Most of the blame for the financial crisis has been leveled at investment banks and other institutions that hid risky investments behind complicated financial instruments. However, Credit Rating Agencies like Moody's and Standard and Poor's were complicit in creating the problem because, like the banks, they ignored the possibility of market-wide problems.

So, just as the cooperation of Credit Rating Agencies helped create the problem, CRA's could likewise drive much of the reform. Unfortunately, there continue to be allegations of inflated ratings and the agencies have avoided liability for past mistakes. Despite this I have hope that reform can come from this sector without legislative pressure.

The term "Toxic Asset" was invented in 2008 to describe the financial derivatives for which a value cannot be determined with confidence.

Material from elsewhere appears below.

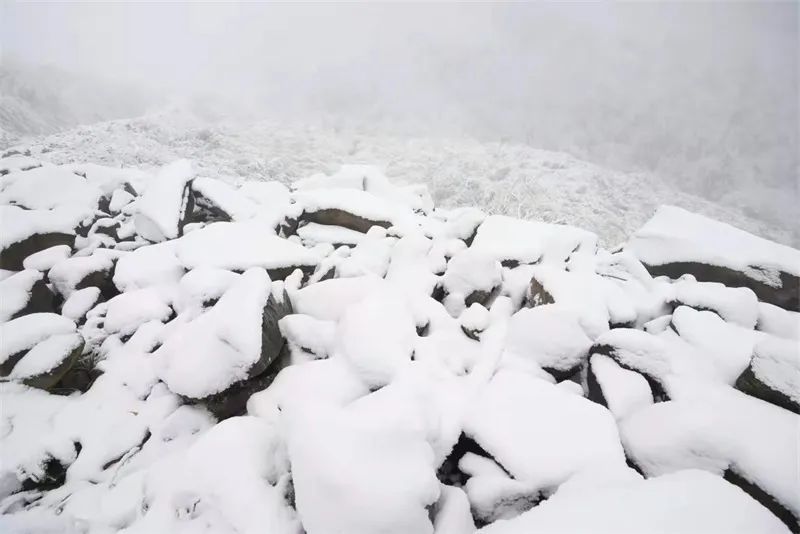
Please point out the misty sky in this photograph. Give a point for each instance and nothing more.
(699, 92)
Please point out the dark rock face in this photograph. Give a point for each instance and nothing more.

The presence of large quantities of toxic assets on corporate and bank balance sheets froze the financial markets. There's are markets for high and low-risk securities. But when a risk or value cannot be determined with confidence, that's when markets freeze up. "Toxic Asset" is very descriptive term for such things.

What I would like to see is an agency that would report on the portion of a security -- stock, bond, or derivative -- that is composed of questionable derivatives. To do so with accuracy would require cascading fractions through the network of ownership. For example, if 15% of a bank's balance sheet is composed of toxic assets and 20% of a mutual fund is invested in that bank then the mutual fund would be rated 3% toxic (15% * 20% = 3%). Of course, some portion of other stocks in the mutual fund might also be considered toxic so the total toxicity of the mutual fund might be higher.

Creating a database that tracks the network of ownership would be complicated but not impossible. The information required is all in the public record. There would have to be a objective way of determining whether a fundamental asset is toxic. However, once the system is in place, it could also be used to rate cascading ownership in many other types of assets. Fractional ownership in business sectors such as manufacturing, education or hospitality could be measured through the cascading layers. Involvement in totalitarian regimes, conflict assets or vice business could also be tracked.

I suppose this is another of my Business Concepts. It would take a considerable up-front investment and a continuing investment to maintain the database but the ability to analyze cascading ownership would be a potent investment tool.